Mais attention: quels que soient les mots employés par l’administration Trump, seuls les actes comptent. Le Secrétaire d’Etat Marco Rubio s’est peut-être montré dimanche excédé au téléphone avec ses interlocuteurs israéliens, mais les livraisons d’armes américaines à Tsahal se poursuivent. A l’agonie des Palestiniens s’ajoute une tragédie politique: pour Trump, la Palestine demeure une fiction avec laquelle il est impossible de négocier.
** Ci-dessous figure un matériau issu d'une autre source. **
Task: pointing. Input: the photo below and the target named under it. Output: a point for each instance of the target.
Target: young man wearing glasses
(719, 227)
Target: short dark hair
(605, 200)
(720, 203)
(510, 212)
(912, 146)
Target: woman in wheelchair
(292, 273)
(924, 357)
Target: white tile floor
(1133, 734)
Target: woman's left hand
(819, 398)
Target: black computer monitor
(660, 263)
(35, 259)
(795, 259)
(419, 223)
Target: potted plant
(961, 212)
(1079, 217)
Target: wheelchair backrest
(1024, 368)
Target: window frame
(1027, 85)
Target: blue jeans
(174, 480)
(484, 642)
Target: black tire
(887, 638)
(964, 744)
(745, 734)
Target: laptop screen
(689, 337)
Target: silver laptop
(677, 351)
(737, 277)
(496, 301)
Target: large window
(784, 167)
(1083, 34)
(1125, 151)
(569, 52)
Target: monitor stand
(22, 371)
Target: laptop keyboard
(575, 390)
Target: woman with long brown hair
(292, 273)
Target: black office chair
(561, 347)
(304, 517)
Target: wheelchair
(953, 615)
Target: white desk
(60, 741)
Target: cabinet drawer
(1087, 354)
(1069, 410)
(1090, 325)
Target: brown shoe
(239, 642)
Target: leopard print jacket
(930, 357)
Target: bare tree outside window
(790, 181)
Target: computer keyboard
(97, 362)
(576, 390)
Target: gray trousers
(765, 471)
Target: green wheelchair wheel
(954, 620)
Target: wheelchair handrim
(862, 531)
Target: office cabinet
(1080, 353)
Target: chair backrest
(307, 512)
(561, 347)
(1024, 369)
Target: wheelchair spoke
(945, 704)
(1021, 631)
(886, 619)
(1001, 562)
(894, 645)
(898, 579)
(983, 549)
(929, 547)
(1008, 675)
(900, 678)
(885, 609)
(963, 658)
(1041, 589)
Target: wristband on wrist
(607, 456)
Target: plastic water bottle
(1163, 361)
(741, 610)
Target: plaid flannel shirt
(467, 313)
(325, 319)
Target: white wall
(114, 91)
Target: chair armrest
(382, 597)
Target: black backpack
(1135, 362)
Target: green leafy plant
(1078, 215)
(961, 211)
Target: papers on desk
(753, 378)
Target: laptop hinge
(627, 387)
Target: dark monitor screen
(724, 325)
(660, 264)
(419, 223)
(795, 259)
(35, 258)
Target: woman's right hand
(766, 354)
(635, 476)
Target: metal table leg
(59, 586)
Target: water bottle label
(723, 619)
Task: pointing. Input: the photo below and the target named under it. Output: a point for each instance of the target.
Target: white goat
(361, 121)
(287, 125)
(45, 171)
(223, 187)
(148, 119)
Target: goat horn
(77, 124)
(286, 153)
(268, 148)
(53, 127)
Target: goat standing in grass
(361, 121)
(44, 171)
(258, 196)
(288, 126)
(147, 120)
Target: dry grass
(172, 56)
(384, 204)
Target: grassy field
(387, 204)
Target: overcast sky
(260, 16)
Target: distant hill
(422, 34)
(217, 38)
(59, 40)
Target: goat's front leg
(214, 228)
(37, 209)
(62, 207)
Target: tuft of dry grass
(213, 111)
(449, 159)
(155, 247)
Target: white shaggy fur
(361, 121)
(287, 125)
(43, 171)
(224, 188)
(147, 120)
L’avenir du Hamas, le verrou

Il faut le répéter: Trump et Netanyahu veulent la disparition militaire du Hamas. Israël est peut-être prêt à accepter l’exfiltration de certains de ses dirigeants encore vivants et de leur famille, mais l’on peut imaginer que ceux-ci resteront la cible des services secrets de l’Etat hébreu. La démilitarisation du mouvement et l'éradication de ses combattants, ne sont pas négociables pour Israël. Les pays arabes, et en particulier l’Arabie saoudite et le Qatar, mais aussi l’Iran qui a soutenu militairement le Hamas via le Hezbollah libanais, se retrouvent donc en ligne directe dans cet engrenage de la terreur. S’ils veulent peser sur les événements à Gaza, ils doivent imposer leurs décisions au mouvement responsable de l’assaut terroriste du 7 octobre. C’est l’autre bras de fer qui se joue.

L’Etat Palestinien, l’arme diplomatique

Emmanuel Macron franchira-t-il le pas que beaucoup d’Israéliens, à commencer par Benjamin Netanyahu et son gouvernement, ne lui pardonneront pas: la reconnaissance de l’Etat palestinien? Le président français a affirmé que son pays est prêt à le faire «dans les prochains mois». Pour rappel, l’Espagne, la Slovénie, l’Irlande et la Norvège sont passés à l’acte en juin 2024. Il faudrait, pour que cette décision pèse lourd, une nouvelle démarche collective des pays européens. Or elle semble difficile. N’empêche: une telle reconnaissance aurait au moins valeur d’espoir pour le peuple palestinien de Gaza, littéralement abandonné par la communauté internationale sous les bombes israéliennes. Il n’y a pas, à ce jour, d’autre arme diplomatique comparable.